Raymond B. answered • 02/16/22
Math, microeconomics or criminal justice
y' = 2x = the slope of the tangent line
but don't plug in the point, (yet), it's not on the parabola
it may help to sketch the graph and plot the point
it's an upward opening parabola with vertex (0,1)
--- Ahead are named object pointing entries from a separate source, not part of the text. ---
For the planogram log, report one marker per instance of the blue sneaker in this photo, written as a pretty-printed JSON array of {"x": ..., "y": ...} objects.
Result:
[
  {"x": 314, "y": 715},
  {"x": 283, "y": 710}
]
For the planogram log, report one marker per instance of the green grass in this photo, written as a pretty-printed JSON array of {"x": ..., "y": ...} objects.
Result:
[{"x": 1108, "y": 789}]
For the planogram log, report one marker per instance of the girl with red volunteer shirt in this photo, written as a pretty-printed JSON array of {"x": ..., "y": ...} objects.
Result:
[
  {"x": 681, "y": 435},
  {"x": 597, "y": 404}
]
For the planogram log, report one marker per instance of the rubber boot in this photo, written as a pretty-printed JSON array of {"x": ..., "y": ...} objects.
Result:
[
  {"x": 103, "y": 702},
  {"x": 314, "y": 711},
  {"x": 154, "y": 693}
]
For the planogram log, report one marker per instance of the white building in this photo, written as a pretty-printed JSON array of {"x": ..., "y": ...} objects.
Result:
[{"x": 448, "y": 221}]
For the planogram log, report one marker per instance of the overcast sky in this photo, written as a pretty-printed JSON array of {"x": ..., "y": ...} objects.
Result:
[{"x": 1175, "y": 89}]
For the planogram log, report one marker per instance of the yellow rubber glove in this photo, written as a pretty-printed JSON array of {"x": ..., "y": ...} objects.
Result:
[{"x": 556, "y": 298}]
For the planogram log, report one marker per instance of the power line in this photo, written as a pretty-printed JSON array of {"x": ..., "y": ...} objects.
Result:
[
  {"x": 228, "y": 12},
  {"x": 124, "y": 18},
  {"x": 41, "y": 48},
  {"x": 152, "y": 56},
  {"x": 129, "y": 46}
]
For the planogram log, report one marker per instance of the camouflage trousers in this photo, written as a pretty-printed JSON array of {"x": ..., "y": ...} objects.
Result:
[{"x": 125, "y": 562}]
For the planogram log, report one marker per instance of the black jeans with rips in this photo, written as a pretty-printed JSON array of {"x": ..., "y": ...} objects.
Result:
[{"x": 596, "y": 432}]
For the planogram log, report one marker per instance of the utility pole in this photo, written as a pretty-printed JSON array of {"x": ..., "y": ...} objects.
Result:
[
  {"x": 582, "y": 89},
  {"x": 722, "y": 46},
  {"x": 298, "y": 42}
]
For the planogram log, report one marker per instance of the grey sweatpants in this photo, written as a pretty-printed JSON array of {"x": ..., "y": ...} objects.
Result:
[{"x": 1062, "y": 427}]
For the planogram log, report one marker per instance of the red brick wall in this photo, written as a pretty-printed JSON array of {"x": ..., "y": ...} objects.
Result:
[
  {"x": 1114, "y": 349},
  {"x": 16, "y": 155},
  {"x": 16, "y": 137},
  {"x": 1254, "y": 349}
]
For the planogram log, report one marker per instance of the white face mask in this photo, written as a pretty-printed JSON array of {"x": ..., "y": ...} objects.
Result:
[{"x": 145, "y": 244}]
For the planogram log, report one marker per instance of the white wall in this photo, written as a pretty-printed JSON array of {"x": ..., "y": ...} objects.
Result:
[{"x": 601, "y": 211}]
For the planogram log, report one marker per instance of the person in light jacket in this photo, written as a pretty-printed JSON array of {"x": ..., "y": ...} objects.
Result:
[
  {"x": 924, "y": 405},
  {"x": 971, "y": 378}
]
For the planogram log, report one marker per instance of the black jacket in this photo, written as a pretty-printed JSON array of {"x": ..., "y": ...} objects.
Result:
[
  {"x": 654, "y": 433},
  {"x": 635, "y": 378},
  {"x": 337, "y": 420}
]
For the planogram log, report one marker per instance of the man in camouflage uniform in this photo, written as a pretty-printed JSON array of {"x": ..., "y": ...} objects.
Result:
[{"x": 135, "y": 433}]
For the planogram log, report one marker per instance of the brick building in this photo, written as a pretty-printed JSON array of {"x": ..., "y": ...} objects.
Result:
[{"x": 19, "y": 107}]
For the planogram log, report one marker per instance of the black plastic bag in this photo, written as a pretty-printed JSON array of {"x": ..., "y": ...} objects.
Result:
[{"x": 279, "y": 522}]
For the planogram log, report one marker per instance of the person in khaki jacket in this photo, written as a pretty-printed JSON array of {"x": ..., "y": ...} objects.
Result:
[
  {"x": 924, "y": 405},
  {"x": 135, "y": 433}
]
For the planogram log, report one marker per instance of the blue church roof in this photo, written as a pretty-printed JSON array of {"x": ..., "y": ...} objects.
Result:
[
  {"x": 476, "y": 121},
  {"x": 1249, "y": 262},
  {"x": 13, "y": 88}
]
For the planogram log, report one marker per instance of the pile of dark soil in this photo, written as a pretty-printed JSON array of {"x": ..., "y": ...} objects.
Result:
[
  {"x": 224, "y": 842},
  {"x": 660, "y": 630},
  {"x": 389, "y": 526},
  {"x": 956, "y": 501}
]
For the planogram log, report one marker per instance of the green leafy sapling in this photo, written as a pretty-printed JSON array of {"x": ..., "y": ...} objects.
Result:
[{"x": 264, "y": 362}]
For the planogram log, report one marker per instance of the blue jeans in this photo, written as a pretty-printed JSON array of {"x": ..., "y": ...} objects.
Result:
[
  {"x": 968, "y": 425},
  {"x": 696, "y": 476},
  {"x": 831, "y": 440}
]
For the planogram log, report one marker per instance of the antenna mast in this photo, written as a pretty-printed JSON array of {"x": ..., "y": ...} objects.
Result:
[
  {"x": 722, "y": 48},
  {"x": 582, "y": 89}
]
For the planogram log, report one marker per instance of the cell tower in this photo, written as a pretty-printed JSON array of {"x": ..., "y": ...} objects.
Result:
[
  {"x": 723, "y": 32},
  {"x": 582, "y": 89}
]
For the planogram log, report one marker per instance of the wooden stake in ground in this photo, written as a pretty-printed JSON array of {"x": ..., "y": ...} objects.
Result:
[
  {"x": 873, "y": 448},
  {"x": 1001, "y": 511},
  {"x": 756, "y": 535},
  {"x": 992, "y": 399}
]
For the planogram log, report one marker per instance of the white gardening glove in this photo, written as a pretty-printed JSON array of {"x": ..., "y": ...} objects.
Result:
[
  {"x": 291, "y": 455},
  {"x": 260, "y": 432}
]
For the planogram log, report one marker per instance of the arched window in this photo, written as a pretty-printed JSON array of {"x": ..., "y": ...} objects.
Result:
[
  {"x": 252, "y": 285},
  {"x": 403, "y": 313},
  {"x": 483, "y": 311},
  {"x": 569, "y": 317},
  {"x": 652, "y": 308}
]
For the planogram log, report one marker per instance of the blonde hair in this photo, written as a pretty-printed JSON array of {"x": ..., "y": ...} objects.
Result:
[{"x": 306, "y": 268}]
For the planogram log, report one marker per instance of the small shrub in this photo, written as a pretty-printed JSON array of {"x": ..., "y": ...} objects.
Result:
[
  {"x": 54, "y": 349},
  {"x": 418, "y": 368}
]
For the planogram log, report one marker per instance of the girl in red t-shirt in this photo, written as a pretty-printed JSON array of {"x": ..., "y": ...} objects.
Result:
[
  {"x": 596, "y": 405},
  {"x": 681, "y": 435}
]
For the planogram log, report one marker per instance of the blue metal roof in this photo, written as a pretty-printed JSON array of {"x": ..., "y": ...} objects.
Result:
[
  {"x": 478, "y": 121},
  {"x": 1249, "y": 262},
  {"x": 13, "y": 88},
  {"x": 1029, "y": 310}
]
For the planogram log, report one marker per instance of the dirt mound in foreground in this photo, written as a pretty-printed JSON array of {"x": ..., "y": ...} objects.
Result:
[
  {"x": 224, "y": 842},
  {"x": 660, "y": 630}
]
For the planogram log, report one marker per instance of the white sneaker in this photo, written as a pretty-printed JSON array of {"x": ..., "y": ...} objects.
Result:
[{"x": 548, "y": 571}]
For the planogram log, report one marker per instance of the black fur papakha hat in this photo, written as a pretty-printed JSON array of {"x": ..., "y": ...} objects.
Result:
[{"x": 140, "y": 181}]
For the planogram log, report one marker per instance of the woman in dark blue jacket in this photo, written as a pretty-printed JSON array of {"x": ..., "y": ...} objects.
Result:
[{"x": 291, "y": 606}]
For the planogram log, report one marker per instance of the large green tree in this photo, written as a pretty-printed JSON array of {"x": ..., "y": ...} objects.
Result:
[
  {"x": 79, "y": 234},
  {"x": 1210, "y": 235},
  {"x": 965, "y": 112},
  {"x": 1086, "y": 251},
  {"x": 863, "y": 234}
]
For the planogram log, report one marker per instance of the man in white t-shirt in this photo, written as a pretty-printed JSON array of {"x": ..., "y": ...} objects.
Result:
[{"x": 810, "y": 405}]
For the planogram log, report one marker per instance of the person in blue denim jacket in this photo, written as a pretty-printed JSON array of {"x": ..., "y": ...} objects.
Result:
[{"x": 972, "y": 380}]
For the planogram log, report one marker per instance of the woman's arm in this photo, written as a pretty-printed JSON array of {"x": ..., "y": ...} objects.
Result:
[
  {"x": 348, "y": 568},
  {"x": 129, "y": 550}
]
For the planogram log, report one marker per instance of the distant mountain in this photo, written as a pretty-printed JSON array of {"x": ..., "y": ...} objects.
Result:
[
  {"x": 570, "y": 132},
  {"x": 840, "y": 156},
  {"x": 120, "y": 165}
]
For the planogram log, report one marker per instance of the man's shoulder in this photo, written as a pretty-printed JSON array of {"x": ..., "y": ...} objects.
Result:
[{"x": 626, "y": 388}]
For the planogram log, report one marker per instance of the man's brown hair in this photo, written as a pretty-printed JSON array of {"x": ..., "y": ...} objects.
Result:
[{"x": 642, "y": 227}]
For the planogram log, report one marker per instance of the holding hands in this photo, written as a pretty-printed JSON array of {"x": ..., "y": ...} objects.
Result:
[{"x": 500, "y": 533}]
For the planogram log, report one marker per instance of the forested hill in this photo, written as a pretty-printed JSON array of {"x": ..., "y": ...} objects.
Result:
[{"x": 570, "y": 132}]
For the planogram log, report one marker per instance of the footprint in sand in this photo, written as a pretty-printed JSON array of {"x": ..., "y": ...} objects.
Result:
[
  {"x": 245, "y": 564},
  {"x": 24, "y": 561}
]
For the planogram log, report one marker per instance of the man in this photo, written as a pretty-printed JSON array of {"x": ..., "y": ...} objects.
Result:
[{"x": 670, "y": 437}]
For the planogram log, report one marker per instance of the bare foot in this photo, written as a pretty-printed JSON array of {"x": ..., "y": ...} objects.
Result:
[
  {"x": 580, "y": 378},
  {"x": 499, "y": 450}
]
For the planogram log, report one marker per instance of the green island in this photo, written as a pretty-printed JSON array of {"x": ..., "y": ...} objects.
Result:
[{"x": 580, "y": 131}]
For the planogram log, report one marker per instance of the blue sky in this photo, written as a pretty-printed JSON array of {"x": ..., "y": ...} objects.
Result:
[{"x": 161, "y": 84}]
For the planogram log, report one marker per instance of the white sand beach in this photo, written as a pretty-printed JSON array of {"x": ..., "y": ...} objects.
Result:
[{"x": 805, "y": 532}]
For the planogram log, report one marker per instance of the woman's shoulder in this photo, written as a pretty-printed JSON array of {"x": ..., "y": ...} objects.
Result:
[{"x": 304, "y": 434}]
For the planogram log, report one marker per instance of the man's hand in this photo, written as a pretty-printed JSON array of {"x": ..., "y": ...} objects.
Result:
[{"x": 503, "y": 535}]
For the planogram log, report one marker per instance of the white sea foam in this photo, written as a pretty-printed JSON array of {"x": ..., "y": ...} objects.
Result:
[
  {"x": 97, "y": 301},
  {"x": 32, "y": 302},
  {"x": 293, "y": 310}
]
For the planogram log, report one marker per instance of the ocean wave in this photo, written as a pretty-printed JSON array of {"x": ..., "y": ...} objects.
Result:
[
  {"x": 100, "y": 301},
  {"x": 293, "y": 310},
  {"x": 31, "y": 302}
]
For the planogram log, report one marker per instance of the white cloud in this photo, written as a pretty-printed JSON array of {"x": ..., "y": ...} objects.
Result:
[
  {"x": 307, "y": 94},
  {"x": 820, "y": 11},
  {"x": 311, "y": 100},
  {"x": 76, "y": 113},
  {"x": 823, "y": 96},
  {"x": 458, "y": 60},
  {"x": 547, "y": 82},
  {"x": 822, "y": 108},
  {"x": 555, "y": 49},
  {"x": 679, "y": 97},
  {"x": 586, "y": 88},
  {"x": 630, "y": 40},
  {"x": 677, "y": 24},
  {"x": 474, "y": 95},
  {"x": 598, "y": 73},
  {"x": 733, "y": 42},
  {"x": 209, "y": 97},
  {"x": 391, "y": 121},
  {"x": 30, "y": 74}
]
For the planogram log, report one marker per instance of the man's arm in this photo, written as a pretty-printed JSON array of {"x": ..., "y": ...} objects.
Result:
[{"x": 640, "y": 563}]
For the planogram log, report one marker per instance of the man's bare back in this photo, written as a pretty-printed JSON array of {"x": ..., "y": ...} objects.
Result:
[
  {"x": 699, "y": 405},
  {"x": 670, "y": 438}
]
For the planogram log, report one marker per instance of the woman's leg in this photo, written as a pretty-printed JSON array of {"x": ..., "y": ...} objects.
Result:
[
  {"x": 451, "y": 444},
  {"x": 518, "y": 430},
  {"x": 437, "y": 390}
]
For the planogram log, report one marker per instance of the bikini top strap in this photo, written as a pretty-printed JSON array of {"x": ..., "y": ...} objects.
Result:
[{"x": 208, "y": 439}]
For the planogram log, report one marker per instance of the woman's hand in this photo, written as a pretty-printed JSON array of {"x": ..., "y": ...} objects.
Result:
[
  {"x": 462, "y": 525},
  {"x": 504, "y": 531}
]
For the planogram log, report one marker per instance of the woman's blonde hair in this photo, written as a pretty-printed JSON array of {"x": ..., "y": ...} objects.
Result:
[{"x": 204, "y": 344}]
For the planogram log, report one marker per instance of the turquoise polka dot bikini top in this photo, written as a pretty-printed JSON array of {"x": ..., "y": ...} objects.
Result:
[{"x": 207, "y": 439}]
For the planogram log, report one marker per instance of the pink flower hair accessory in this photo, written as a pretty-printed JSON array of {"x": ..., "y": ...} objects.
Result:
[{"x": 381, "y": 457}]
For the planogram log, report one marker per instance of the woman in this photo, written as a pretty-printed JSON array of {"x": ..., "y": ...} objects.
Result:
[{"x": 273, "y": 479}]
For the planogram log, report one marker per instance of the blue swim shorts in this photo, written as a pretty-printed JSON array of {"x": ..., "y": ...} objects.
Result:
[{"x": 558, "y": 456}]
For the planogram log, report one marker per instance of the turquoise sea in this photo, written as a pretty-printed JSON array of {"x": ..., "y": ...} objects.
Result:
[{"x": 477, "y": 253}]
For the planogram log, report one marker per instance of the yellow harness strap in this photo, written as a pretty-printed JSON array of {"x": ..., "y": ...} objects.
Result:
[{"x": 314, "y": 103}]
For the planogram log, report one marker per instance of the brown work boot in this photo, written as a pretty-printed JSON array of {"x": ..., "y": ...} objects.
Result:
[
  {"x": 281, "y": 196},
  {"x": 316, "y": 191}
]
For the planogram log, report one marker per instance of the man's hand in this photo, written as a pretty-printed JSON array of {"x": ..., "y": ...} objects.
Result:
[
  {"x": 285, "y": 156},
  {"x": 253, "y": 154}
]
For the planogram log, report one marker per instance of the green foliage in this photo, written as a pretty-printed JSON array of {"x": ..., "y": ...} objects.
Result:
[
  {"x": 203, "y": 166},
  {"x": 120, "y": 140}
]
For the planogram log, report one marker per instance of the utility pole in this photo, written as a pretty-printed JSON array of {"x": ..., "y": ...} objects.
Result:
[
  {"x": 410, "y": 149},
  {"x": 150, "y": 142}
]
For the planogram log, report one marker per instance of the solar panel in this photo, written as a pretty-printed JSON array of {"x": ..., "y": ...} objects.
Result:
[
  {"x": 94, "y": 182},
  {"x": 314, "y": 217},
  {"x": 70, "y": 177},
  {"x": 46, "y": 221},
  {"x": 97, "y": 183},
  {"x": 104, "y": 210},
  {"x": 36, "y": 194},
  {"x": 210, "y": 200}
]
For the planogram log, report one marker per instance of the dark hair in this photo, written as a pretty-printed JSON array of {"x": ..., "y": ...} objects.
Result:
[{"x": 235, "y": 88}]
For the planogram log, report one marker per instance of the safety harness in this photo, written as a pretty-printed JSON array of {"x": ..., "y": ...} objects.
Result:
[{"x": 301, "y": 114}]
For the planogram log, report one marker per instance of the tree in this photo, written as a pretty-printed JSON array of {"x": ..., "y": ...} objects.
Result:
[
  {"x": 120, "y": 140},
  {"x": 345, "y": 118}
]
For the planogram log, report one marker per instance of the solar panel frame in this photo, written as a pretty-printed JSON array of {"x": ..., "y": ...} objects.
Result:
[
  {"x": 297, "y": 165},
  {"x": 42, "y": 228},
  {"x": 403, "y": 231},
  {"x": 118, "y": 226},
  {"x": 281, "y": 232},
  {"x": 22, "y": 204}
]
(-1,-3) is below and to the left of the vertex. two lines through the point tangent to the parabola and through (-1,-3) will have a positive slope and the other line a negative slope. one point of tangency will be in quadrant I and the other in quadrant II.
y+3 = 2x(x+1)
x^2 +1 +3 = 2x^2 +2x
x^2 +2x -4 = 0
x = -1 + or - sqr5
y = (-1-sqr5)^2 +1, or (-1+sqr5)^2 +1
x = about -3.2 or 1.2
y = 2.44 or 11.24
tangent points are (-3.2, 2.44) and (1.2, 11.24
tangent lines have slopes = 2x = -2+2sqr5 or -2-2sqr5 = about 2.4 or -6.4
the lines are y =(-2+2sqr5)x + b, solve for b by plugging in (-1,-3)
-3 = (-2 +2sqr5)(-1) + b
b = -3 -2 -2sqr5 = -5 +2sqr5
one tangent line is y = (-2+2sqr5)x -5 +2sqr5
the other line is y = (-2-2sqr5)x + b, find b by plugging in (-1,-3)
-3 = (-2-2sqr5)(-1) + b
b = -3 -2 -2sqr5
the 2nd tangent line is y = (-2-2sqr5)x -5 -2sqr5
or about
y = 2.44x - 0.6
and
y = -6.4x -9.4
(I can't guarantee the arithmetic, but from looking at a rough sketch of the graph and lines, it looks about right. still the answer seems to unnecessarily irrational, maybe there's a mistake or typo in the problem?)